Lincoln Park home for sale – Crain’s Chicago Business

This vintage greystone storefront in Lincoln Park has a secret. Although it looks like several of the other old-time retail spaces along its block on Webster Avenue, behind it lies a bright, soaring contemporary home, with a two-story wall of windows, a rooftop courtyard off the kids’ bedrooms and crisp white finishes.

The home, four bedrooms and about 5,000 square feet, is coming on the market today, priced at $2.5 million and represented by @properties agent Carrie McCormick.

Built in the 1920s and originally a bakery, the building has been residential since sometime in the 1980s, said Mike Hagenson, who with his wife, Lexi, completely rebuilt the interior after buying it in 2014. Although it’s their home, Hagenson’s firm, New Era Chicago, did a similar project about a block away that sold in 2018 for just under $2.3 million and has done several other stylish rehabs of historical houses and multi-flat buildings in Lincoln Park and Logan Square.

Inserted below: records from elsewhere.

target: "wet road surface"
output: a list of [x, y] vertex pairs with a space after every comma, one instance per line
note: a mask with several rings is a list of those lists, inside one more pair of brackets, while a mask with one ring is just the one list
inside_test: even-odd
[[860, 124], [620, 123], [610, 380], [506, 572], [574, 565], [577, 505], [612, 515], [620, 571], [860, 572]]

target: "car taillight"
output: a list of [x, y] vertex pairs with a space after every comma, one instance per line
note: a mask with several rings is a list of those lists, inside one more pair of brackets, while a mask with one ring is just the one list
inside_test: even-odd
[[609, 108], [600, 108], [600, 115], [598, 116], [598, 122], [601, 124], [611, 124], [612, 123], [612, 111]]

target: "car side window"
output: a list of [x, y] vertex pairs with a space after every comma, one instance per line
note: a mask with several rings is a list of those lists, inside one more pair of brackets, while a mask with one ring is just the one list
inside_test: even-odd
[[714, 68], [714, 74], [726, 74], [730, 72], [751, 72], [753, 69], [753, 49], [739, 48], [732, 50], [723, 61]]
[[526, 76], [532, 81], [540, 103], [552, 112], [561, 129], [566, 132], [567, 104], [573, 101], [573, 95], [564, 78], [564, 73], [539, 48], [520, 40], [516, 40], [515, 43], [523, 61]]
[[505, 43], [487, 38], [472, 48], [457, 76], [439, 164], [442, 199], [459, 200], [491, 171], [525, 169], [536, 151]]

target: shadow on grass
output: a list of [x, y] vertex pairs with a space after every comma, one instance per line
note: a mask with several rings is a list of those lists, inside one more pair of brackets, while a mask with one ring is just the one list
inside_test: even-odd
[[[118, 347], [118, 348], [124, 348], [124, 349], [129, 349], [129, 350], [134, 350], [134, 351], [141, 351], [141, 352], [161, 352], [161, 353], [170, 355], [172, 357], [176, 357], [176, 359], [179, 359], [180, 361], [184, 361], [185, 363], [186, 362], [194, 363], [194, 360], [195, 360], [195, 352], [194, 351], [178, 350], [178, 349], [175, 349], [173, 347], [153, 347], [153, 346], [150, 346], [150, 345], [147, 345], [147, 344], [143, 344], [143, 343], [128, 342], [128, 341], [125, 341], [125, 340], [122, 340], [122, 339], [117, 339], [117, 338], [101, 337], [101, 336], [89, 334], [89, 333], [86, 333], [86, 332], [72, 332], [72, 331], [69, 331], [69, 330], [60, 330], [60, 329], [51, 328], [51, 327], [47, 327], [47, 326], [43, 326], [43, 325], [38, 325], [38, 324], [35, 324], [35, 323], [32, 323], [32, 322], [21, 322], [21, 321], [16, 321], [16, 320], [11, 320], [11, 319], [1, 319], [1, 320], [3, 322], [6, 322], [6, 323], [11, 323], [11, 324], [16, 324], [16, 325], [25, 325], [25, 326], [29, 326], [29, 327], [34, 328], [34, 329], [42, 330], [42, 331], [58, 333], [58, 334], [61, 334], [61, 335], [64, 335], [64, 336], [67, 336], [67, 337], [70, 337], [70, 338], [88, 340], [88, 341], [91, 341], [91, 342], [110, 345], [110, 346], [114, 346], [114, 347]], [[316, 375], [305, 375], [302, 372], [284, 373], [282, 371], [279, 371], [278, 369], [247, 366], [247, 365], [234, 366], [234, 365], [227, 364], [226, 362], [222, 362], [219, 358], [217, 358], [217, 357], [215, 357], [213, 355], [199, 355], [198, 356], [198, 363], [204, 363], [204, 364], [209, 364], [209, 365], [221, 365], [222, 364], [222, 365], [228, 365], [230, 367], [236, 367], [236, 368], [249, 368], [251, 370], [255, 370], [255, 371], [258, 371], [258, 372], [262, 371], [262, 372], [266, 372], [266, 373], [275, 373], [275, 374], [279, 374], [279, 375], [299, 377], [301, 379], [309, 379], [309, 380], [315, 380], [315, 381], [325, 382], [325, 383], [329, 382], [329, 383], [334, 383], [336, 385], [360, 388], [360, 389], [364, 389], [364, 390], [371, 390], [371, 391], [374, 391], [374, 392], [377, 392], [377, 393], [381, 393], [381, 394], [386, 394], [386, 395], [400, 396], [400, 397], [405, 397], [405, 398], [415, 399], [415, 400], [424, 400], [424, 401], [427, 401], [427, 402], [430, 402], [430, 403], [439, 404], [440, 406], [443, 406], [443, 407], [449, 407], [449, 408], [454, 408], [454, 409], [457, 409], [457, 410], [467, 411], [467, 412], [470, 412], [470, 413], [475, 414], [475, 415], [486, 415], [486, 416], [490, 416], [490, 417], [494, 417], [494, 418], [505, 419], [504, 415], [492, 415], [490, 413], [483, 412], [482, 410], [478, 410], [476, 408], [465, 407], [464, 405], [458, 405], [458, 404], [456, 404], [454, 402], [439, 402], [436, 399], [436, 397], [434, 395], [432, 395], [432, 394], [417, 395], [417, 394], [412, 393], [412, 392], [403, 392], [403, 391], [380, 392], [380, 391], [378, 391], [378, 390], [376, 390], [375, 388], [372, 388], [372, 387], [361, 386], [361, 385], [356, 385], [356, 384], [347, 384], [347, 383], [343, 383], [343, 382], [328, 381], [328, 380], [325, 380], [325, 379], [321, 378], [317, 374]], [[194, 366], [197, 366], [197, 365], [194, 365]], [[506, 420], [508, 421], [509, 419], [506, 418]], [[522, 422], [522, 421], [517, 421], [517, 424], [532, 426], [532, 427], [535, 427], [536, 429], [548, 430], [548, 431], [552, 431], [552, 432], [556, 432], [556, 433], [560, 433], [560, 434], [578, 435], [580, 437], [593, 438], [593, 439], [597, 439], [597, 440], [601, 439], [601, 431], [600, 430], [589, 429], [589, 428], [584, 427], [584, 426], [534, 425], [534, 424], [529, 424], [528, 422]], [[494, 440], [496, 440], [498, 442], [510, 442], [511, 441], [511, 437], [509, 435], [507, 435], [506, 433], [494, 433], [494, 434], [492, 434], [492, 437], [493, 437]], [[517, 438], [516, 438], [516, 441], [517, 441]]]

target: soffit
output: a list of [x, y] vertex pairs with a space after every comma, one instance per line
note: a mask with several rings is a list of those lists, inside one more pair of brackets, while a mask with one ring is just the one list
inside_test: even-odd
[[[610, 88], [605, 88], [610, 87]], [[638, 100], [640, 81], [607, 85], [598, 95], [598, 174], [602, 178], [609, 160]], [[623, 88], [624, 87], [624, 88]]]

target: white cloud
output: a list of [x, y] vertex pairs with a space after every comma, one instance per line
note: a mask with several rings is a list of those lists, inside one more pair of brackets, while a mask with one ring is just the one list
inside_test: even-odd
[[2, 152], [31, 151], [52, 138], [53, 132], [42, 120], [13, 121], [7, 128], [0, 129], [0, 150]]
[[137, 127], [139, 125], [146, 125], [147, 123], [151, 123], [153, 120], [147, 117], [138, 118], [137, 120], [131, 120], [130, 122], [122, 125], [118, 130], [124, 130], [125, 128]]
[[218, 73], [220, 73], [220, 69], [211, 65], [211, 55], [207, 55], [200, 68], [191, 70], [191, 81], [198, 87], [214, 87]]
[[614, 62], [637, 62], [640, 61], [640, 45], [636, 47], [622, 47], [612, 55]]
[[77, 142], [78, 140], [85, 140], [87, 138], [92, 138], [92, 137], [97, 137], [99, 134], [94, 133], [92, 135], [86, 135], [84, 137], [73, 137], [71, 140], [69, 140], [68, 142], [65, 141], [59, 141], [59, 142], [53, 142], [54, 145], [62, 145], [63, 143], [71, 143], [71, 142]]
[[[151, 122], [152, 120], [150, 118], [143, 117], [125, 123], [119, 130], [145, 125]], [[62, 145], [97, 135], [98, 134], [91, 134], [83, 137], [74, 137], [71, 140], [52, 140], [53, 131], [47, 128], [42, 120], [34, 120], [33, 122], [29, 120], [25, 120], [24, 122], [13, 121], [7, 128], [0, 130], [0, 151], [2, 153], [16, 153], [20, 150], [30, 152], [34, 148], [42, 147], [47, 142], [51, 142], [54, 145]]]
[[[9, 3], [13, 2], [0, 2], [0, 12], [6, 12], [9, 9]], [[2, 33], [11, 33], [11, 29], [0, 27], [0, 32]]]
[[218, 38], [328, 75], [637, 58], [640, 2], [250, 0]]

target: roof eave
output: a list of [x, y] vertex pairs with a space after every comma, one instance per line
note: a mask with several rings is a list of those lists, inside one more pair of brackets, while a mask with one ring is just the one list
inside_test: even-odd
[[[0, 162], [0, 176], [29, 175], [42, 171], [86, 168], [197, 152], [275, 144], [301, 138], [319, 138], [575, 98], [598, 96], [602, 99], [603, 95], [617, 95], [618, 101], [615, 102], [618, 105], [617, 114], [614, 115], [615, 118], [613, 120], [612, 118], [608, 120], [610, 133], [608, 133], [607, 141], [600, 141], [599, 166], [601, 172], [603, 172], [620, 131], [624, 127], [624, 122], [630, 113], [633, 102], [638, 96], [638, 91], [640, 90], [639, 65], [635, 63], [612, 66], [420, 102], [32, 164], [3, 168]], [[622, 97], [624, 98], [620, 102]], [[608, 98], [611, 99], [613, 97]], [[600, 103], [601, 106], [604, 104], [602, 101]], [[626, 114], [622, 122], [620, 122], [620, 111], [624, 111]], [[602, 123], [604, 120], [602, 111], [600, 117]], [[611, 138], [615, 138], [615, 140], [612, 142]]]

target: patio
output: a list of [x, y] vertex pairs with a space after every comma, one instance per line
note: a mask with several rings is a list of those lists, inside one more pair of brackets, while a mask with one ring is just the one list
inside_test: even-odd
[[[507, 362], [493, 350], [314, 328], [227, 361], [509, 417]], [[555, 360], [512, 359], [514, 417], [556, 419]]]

For the Webster project, “I wanted as much light inside as possible,” Mike Hagenson said. “Big windows, skylights, whatever we needed.” It’s not easy in an old commercial lot-line-to-lot-line building, but he was helped by a reverse bay on one side wall, an inward bend in the wall that creates a light well.

There had been windows on that wall, but he wanted something larger. “We kept cutting out brick until the window was as big as we could get,” Hagenson said. It’s now about 12 feet tall.

The house is across Webster from Trebes Park, the southern portion of a block whose northern piece holds the Oscar Mayer School. Great Schools gives Mayer 10 out of 10 possible points, and the Chicago Public Schools gives Mayer its highest rating, 1-plus.

The couple plan to move with their two kids to the suburbs, where they’ll do another project, though Mike Hagenson said it won’t be as extensive as this one was.

Aleks Eva Photography

Immediately behind the storefront facade is a home office, and then this dining room with a built-in banquette and a framed view into the taller space beyond. White oak floors and milky white walls create the modern Scandinavian character Hagenson wanted.

His research found that when the building opened in 1923, it was occupied by Hugo Fritzsche, a baker. Other businesses later occupied it before it became residential.

After a previous owner lost it in foreclosure, the Hagensons bought the building from the foreclosing lender in 2014 for $950,000, according to the Cook County recorder of deeds. Photos from that time show that the interior still had much of its 1980s design, including big silver columns supporting a multi-layered ceiling and a postmodern fireplace mantel that resembled an antique clock.

Aleks Eva Photography

The minimalist kitchen has a single wall of cabinets and an island, with a glass-railed walkaround overhead.

Aleks Eva Photography

The tall window that Hagenson cut into the side wall brings natural light and visual drama to the space. The scraped brick wall is a warm complement to the cool white finishes.

Aleks Eva Photography

The main bedroom is behind the second story of the vintage facade, with a bay of windows that looks out to the trees of Trebes Park. There’s a fireplace in the room and blackout shades on the windows.

Aleks Eva Photography

A jet-black wall in the second-floor family room contains a fireplace and display nooks.

Aleks Eva Photography

The two children’s bedrooms and a hallway open onto this rooftop courtyard. A skylight is visible at the lower right corner of the image. There is a second rooftop space atop the walls seen here. It’s accessed by a staircase from this level.

Aleks Eva Photography

Beneath the rooftop courtyard is this media room on the first floor. It occupies space that used to be outdoors but was enclosed during a prior owner’s renovations.